Specimen setting was defined using fields available in SGSS AMR and Trust data available from the 2023/24 Estates Return Information Collection (ERIC). GP specimens are those recorded by the laboratory as being taken at a GP surgery or those not matching a trust type in ERIC; in addition, from previous validation work, codes of non-GP sites were also excluded from the GP specimens grouping. Presentation by setting may be impacted by local laboratory data reporting, whereby laboratories that do not differentiate between specimen settings may inaccurately represent the split in Acute Trust versus GP specimen setting for that area.
Caveats
Combining patient results into one infection episode is limited by the provision of key identifiers by reporting laboratories, so some episodes may be counted more than once if these identifiers enabling grouping and de-duplication are not provided or are provided incorrectly. The data reflects microbiology results reported to the UKHSA routine laboratory surveillance system antimicrobial testing module (SGSS AMR). Not all laboratories in England were able to report during the indicator time period, which may impact the value being reported in an area.

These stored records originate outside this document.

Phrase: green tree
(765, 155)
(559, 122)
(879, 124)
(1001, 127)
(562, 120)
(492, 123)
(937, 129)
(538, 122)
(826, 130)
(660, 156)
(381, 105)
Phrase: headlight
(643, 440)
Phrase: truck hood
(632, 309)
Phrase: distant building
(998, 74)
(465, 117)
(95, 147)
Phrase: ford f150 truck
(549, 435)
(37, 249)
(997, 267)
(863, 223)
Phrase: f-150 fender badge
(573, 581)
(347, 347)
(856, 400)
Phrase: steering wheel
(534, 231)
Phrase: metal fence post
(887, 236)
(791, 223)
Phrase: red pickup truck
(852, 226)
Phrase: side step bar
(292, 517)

Hospital microbiology laboratories have reported antimicrobial susceptibility test results as ‘susceptible’, 'susceptible, increased exposure’ or ‘resistant’. These categories were defined as follows as per the European Committee on Antimicrobial Susceptibility Testing (EUCAST). Breakpoints can change over time and this has implications for interpretation of resistance trends spanning breakpoint changes; please see ESPAUR 2023/24 report box 2.3 for further explanation.
SGSS is a live reporting database, and therefore data is subject to change and may differ to other published outputs.